June 7, 2007 — The Rutgers Equine Science Center recently released a report on the impact of the equine industry on New Jersey’s economy, on traditional agriculture and on the preservation of open space.
“The New Jersey Equine Industry, 2007” report is the result of 18 months of work led by the Equine Science Center, involving government agencies on the federal and state level and several equine-related organizations and private individuals. It is based on the first comprehensive study of the state horse industry since 1996 and comes at a time when interest in the horse industry and open space preservation is intense, says Karyn Malinowski, director of the Equine Science Center.
According to the report, 142,000 acres of farmland directly support horses and equine activities. That’s nearly equivalent to the land areas of Cape May, Mercer, Camden and Bergen counties, and considerably larger than Essex, Union, Hudson and Passaic counties.
Horse and horse-related operations, dubbed “working agricultural landscape,” compare favorably to other types of open space, such as federal recreation areas (109,700 acres), federal forest and wildlife acres (112,400), state and local land trust acres (213,000) and overall Green Acres land (600,000).
“The best part is that these equine and equine-related acres not only cost taxpayers nothing to support, but their activities actually generate an estimated $160 million annually in federal, state and local taxes,” says Malinowski. “This is a win-win for the people of New Jersey.”
The study shows that the equine industry has a strong positive impact on the economy as well.

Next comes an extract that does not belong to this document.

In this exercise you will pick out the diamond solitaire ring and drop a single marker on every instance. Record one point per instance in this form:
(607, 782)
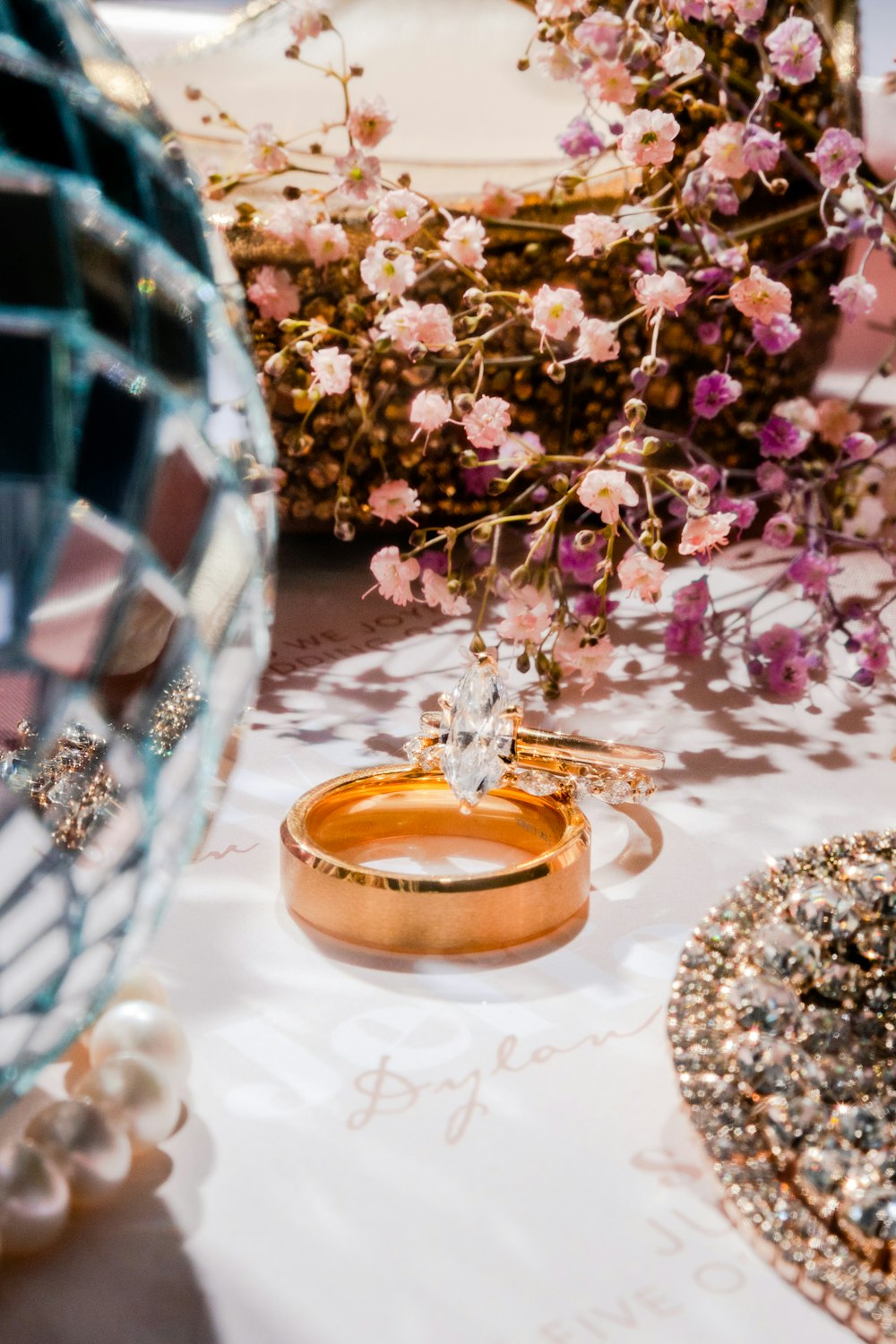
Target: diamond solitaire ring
(479, 744)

It generates an impact of $1.1 billion annually and nearly 13,000 jobs. The top expenditures by equine operations and owners are equipment purchases and depreciation ($40 million), capital improvements ($34 million), horse health costs ($32 million), training fees ($31 million), boarding ($30 million), feed and supplements ($23 million) and hay and forage ($22 million).
There are 42,500 equine animals located on 7,200 operations in the state, and they are found in every county. Hunterdon County, with 1,100 operations, and Monmouth County, with 960, are the leading horse communities, followed by Burlington, Sussex, Salem and Warren counties.
Horse farms are springing up where other forms of agriculture once operated. For example, 24 percent of current horse operations used to be cattle, dairy or poultry farms, and 11 percent once grew field crops. Two percent were in vegetables and fruit, and 18 percent once engaged in other traditional agriculture.
“In terms of the ‘big picture,’ the horse industry is comparable to such other widely recognized sectors as golf courses, landscaping, biotechnology, marine fisheries and aquaculture and many others,” says Malinowski.
“The New Jersey Equine Industry, 2007” is based on a study conducted by the National Agricultural Statistics Service, the statistical agency of the U.S. Department of Agriculture and economic analysis conducted by Rutgers faculty and staff.
Sponsors of the study included the New Jersey Department of Agriculture and its Equine Advisory Board and Sire Stakes units, the New Jersey Sports and Exposition Authority, the Standardbred Breeders and Owners Association of New Jersey, the Thoroughbred Breeders’ Association of New Jersey and several private individuals.
A downloadable copy of the study report can be found on the Equine Science Center website at www.esc.rutgers.edu.